Guide to

NYDFS Part 500 Cybersecurity Regulation

What is the NYDFS Part 500 Cybersecurity Regulation?

On March 1, 2017, the state of New York rolled out the 23 NYCRR 500 regulation, a law that demands financial companies implement a detailed framework to better protect consumer data privacy.

Who NYDFS Part 500 applies to

This law applies to any registered entity providing financial services in the state of New York including:

  • Licensed lenders
  • State-chartered banks
  • Trust companies
  • Service contract providers
  • Private bankers
  • Mortgage companies
  • Insurance companies doing business in New York
  • Non-U.S. banks licensed to operate in New York

Key requirements

NYDFS Part 500 requires supervised entities to assess their cybersecurity risk profiles and implement a comprehensive plan that recognizes and mitigates that risk. The law has set a set of requirements to assist organizations in preventing data breaches. Covered organizations need to:

  • Create risk-based minimum standards for information technology systems, including data protection and encryption, access controls, and penetration testing.
  • Document their cybersecurity policies.
  • Ensure that their security program is adequately funded.
  • Designate a chief information security officer (which can include a third-party service provider) and put qualified cybersecurity personnel in charge of its security program.
  • Create incident response plans that include preserving data in order to respond to data breaches including notice within 72 hours to the NYDFS of material events.
  • Ensure audit trails designed to detect and respond to cybersecurity events.
  • Create annual reports covering the risks faced, all material events, and the impact on protected data.
  • Develop and implement training to make employees aware of the organization’s cybersecurity program.

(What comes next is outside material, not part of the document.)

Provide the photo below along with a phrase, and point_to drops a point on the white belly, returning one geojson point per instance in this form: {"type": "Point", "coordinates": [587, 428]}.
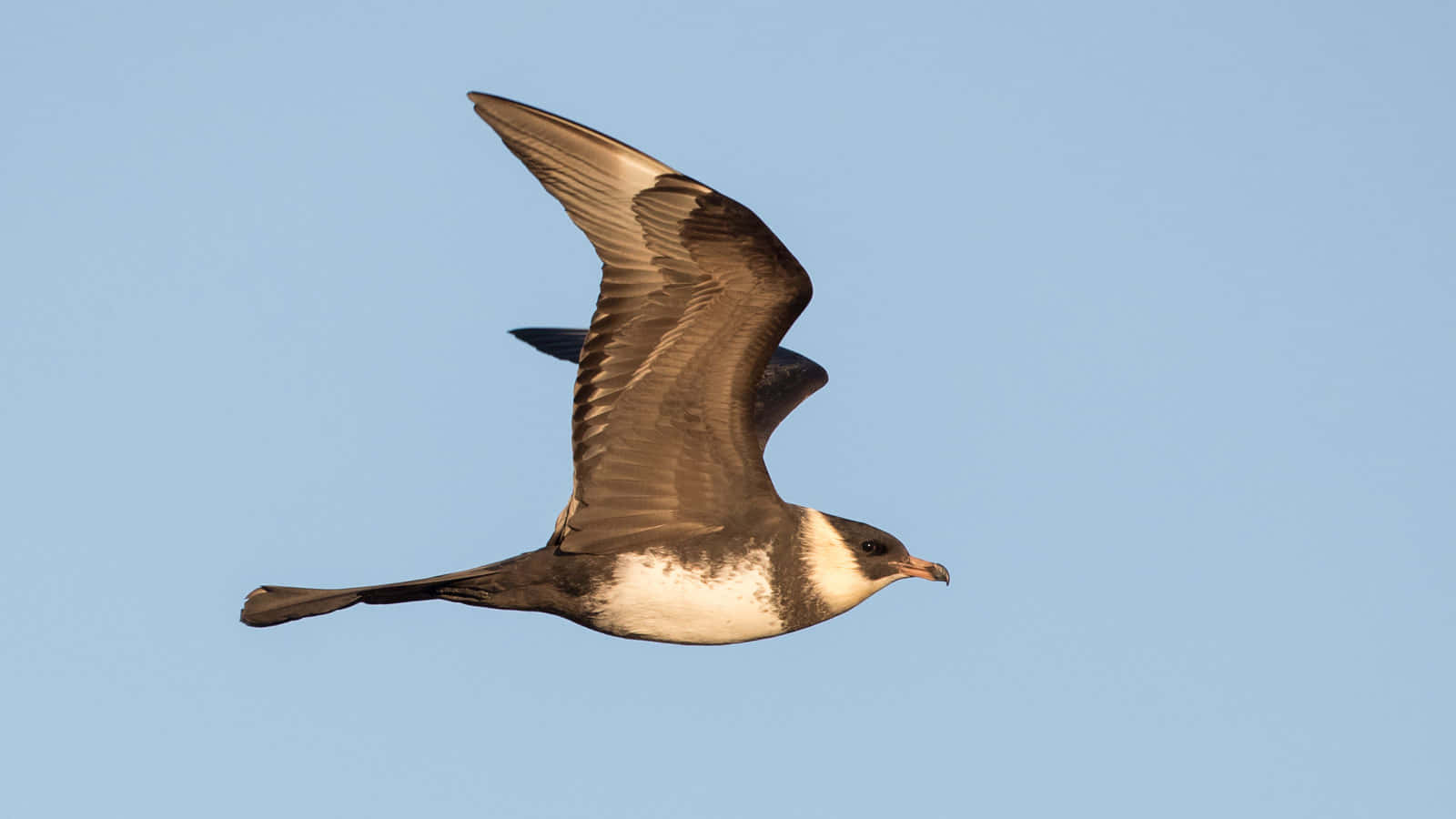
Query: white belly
{"type": "Point", "coordinates": [654, 599]}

To comply, covered entities must meet the standards set in the law, submit certification of compliance, and, every year following initial compliance, file a set of reports with the Department of Financial Services through the NYDFS website.

NYDFS Part 500: Enforcement and penalties for non-compliance

NYDFS Part 500 is enforced by the NYS Department of Financial Services. The Department of Financial Services has authority to issue a consent order, impose a civil penalty, or revoke the license of a financial institution according to NY Banking law. NY Banking law authorizes up to
1) $2,500 per day during which a violation continues,
2) $15,000 a day in the event of a reckless practice or pattern of misconduct, or
3) $75,000 per day in the event of a knowing or willful violation.

23 NYCRR 500: Frequently Asked Questions

23 NYCRR 500 applies to all entities that operate under the jurisdiction of the New York State Department of Financial Services (NYDFS). This includes, but is not limited to, banks, insurance companies, mortgage brokers, and other financial institutions. It also applies to licensed persons, such as insurance agents and brokers, as well as third-party service providers that handle nonpublic information (NPI) on behalf of these entities. It’s important to note that the regulation is designed to protect the confidentiality, integrity, and availability of information systems within the financial services sector.

23 NYCRR 500 mandates that covered entities implement and maintain a comprehensive cybersecurity program designed to protect the confidentiality, integrity, and availability of their information systems. Key requirements include:

  1. Cybersecurity program: Entities must establish a cybersecurity program tailored to their specific risks.
  2. Cybersecurity policy: Development and implementation of a written policy approved by a senior officer or the board of directors annually, covering key areas like data governance, access controls, and incident response.
  3. Chief Information Security Officer (CISO): Appointment of a qualified individual responsible for overseeing and implementing the cybersecurity program. The CISO must report to the board or a senior officer at least annually on the state of the cybersecurity program.
  4. Risk assessments: Periodic risk assessments, at least annually, to inform and update the cybersecurity program, including changes in the covered entity’s business or the emergence of new threats.
  5. Penetration testing and vulnerability assessments: Annual testing and assessments to identify vulnerabilities.
  6. Audit trail: Maintenance of an audit trail to detect and respond to cybersecurity events that have a reasonable likelihood of material harm to the normal operations of the covered entity.
  7. Access controls: Implementation of strict access controls to ensure only authorized personnel can access nonpublic data.
  8. Third-party service provider oversight: Due diligence and monitoring of third-party service providers to ensure they meet cybersecurity standards.
  9. Incident response plan: Development of a plan to respond to and recover from cybersecurity events, including notification within 72 hours to the NYDFS after determining that a cybersecurity incident has occurred at the covered entity, its affiliates, or a third-party service provider.
  10. Training and monitoring: Regular cybersecurity awareness training for personnel and continuous monitoring of systems.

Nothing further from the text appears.